How the site for the clickable URI is resolved

Each Coveo for Sitecore search result typically contains a link to open the item in your browser. This link is called the clickable URI.

When you’re using the Coveo for Sitecore package in a multi-site or scaled Sitecore setup, it can be difficult to understand how the site portion of an item’s clickable URI is determined. Coveo for Sitecore determines the clickable URI of a Sitecore item at indexing time. Then, when a user runs a search query in a Coveo Hive search interface, the reverse proxy intercepts the search results and recomputes the site portion of the clickable URI on the fly before returning the results to the user.

Note

Site recomputation at query time doesn’t apply when you use the Coveo Hosted Search Page rendering or when the reverse proxy is disabled.

This article explains how the site portion of a clickable URI is resolved at indexing and query time. It also provides troubleshooting guidelines for unexpected clickable URIs.

How the site is resolved at indexing time

Coveo for Sitecore generates clickable URIs for items at indexing time without an HTTP request context.

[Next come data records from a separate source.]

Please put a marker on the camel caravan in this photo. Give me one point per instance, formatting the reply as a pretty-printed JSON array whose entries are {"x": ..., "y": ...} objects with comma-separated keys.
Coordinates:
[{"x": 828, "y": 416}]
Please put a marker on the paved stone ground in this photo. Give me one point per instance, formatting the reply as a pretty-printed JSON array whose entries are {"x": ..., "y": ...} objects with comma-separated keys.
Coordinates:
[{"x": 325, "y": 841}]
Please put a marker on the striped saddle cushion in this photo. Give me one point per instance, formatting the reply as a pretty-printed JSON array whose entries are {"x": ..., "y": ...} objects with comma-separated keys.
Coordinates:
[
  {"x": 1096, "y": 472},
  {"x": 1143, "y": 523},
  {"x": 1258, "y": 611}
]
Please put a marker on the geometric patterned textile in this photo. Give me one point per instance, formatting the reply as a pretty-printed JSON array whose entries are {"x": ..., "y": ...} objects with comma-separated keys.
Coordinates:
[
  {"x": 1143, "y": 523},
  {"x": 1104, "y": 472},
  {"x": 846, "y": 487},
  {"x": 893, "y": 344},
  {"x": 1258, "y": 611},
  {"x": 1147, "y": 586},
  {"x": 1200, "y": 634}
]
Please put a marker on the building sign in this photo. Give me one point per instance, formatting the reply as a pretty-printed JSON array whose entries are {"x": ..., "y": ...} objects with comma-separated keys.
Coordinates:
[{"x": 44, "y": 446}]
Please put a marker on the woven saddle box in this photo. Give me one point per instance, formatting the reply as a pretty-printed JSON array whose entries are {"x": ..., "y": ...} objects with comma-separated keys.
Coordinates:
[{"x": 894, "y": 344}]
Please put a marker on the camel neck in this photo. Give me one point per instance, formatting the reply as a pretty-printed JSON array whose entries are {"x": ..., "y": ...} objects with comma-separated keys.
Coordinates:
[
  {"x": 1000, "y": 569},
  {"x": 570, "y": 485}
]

Therefore, the content tree structure and the <site> element definitions in the Sitecore configuration determine the appropriate site for each indexed item. After the site is determined, Coveo for Sitecore uses the site’s targetHostName attribute value if specified, otherwise it uses the hostName attribute value to build the clickable URI.

Important

If a site definition includes many hostName attribute values for a site, using pipes or wildcards, you must provide a value for the targetHostName attribute as well. Coveo for Sitecore needs this to be able to determine a specific host name for the clickable URI of the site items.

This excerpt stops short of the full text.